Dans un jardin public, un homme et une jeune fille sont assis côte à côte. Elle surveille les enfants de sa patronne. Lui, petit voyageur de commerce sans envergure, se repose. Il engage le dialogue. L’un comme l’autre sont aussi mal armés devant la médiocrité de leur existence Et leur conversation ne les mènera à rien.

Critiques

« Pas d’intrigue et par conséquent pas de péripéties. Pas de problèmes, pas de vie, pas de mouvement.J’allais dire pas de personnages. Enfin presque pas...On les a choisis pour nous montrer que l’insignifiance signifie un tas de chose. C’est l’âme des simples vue par la N.R.F. (...) Il y a un mot terrible dans l’ouvrage de Mme Duras, c’est « Peut-être qu’on ne devrait jamais parler... ». Surtout lorsque cela vient après deux heures de ce régime.
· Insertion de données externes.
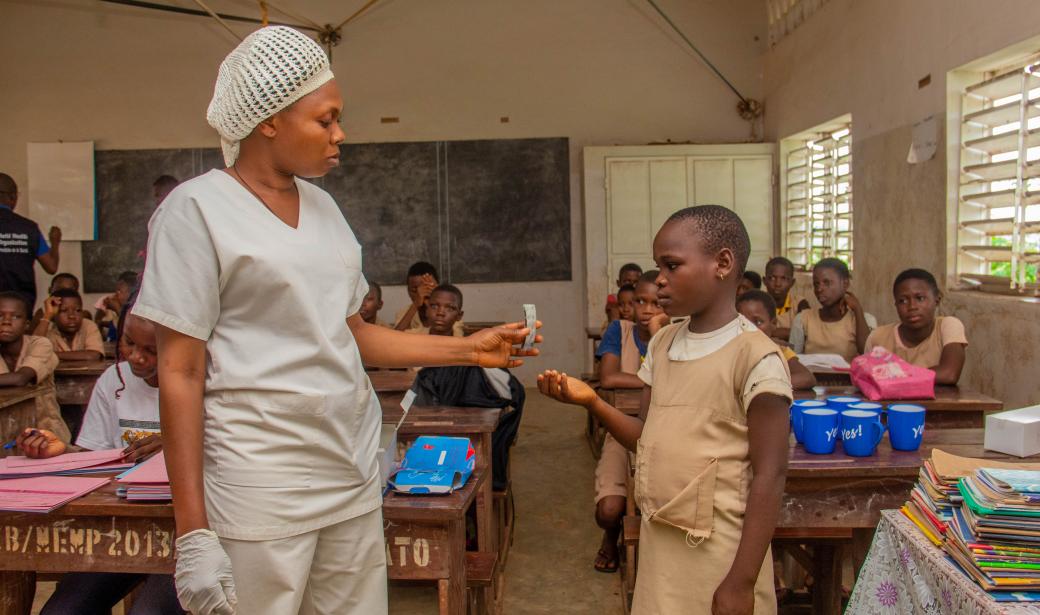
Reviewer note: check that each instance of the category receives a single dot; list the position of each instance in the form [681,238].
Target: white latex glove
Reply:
[203,577]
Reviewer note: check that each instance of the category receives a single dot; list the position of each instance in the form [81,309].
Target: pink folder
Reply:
[45,493]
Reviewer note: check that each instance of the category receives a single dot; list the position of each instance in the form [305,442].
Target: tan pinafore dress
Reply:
[692,478]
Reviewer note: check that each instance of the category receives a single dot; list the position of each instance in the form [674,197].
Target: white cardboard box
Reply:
[1014,432]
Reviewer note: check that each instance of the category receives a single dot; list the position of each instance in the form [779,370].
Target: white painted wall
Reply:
[599,72]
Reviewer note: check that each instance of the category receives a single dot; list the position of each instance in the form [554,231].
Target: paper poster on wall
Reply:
[60,190]
[926,137]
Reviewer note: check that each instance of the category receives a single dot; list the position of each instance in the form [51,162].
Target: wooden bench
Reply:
[482,574]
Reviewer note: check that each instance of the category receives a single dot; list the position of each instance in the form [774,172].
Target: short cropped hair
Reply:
[449,288]
[421,268]
[720,228]
[782,261]
[629,266]
[649,277]
[835,264]
[915,274]
[10,295]
[379,289]
[761,297]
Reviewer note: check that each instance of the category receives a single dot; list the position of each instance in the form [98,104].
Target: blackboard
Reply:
[494,210]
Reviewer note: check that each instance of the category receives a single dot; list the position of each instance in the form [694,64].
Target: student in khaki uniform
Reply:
[29,360]
[621,354]
[711,441]
[779,283]
[74,337]
[921,337]
[273,455]
[421,280]
[840,326]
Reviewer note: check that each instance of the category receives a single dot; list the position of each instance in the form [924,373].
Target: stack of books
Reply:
[146,482]
[994,535]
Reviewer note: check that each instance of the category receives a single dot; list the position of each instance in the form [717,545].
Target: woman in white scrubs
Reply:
[269,423]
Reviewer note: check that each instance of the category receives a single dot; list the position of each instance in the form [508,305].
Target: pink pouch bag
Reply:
[880,375]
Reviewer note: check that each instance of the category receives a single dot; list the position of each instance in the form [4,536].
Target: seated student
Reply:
[73,337]
[28,360]
[626,303]
[758,307]
[840,326]
[779,281]
[921,337]
[627,276]
[750,281]
[57,282]
[621,354]
[469,386]
[371,305]
[107,308]
[123,413]
[421,280]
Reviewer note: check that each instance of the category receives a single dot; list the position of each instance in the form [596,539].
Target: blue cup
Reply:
[861,430]
[820,428]
[906,426]
[796,415]
[840,403]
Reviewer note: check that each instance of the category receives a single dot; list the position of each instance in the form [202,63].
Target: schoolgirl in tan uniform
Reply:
[840,326]
[711,442]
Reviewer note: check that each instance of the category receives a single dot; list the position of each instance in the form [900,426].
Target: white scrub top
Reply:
[291,421]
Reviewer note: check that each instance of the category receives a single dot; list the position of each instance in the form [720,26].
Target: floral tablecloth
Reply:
[906,573]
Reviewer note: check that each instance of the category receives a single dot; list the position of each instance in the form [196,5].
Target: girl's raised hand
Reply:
[498,347]
[564,388]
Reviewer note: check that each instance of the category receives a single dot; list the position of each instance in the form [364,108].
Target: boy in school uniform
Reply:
[757,306]
[57,282]
[107,309]
[712,433]
[620,354]
[921,337]
[627,276]
[29,360]
[123,413]
[74,338]
[779,282]
[422,279]
[840,326]
[371,305]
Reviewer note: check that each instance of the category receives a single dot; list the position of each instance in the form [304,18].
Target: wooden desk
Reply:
[953,407]
[425,539]
[475,424]
[391,381]
[75,380]
[18,410]
[835,491]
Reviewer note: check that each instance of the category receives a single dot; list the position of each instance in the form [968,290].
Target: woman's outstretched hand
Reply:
[564,388]
[499,347]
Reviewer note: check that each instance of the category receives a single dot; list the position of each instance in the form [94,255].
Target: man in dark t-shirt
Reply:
[21,245]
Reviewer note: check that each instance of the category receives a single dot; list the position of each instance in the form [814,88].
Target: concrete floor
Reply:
[549,569]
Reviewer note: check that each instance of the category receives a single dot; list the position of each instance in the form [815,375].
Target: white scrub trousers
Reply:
[335,570]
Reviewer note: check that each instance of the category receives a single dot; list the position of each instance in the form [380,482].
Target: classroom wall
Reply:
[599,72]
[866,58]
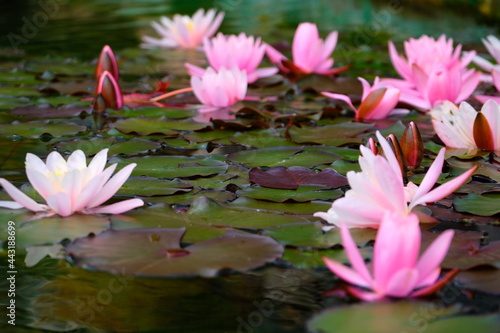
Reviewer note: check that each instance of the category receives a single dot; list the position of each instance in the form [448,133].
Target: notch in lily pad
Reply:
[157,252]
Si seulement cette pensée avait pu lui venir avant ... ».
Jean-Jacques Gauthier - Le Figaro 19 septembre 1956

« Deux heures durant, sans même soulever leur séant, ces deux individus conversent et échangent des propos vaseux, cartilagineux, sans suite (...) Si l’on veut à tout prix intégrer ce dialogue brumeux dans le domaine dramatique, collons lui l’étiquette de « strip-tease psychologique ».
Max Favalelli - Paris Presse 19 septembre 1956

« Entre (les personnages) naît un dialogue qui n’est pas « naturel » et qui sait le redevenir grâce à l’art extraordinaire qu’a l’auteur de faire parler les gens comme ils parleraient s’ils osaient une bonne fois parler. Ils parlent de leur condition, de leur solitude, de leurs regrets et de leurs désirs, en employant les seuls mots qu’une bonne à tout faire et un commis voyageur emploieraient s’ils trouvaient le courage, se rencontrant, de se dire à quoi ils pensent, l’un dans son wagon de 2ème classe, l’autre dans sa chambre du 6ème étage, lorsqu’ils se trouvent face à eux-mêmes. Cela donne un chant alterné, un chant de deux voix qui cherchent à s’accorder, qui y parviennent, mesurent de nouveau leur écart et le comblent(...) Et l’autre qualité, la plus frappante, du langage des héros de Marguerite Duras est absolument la modestie. À ces gens là qu’elle fait parler « au dessus de leur condition », elle ne donne jamais que des images les plus simples, les plus directes et cet accent de politesse prudente, effarouchée qui ressemble à de les circonspection et qui est la crainte de blesser qui l’on croit plus faible et plus démuni que soi ».
Jacques Lemarchand - Le Figaro Littéraire 22 septembre 1956


Reprise au Théâtre de Poche de la rue Rochechouart, 9 mai 1958)

« À présent la preuve est faite qu’il s’agit bien d’un ouvrage d’une authenticité, d’un charme et d’une rareté incontestable. J’ajoute qu’il n’est ni réaliste, ni abstrait et que le lyrisme savoureux qui l’imprègne ne se charge d’aucun symbolisme facile. Cela est constamment pensé, médité, cela va droit au cœur et, tour à tour nous glace et nous fait sourire. Mme Marguerite Duras est un grand auteur ».
Morvan Lebesque - Carrefour 14 mai 1958

Reprise au Théâtre des Mathurins le 19 mai 1961)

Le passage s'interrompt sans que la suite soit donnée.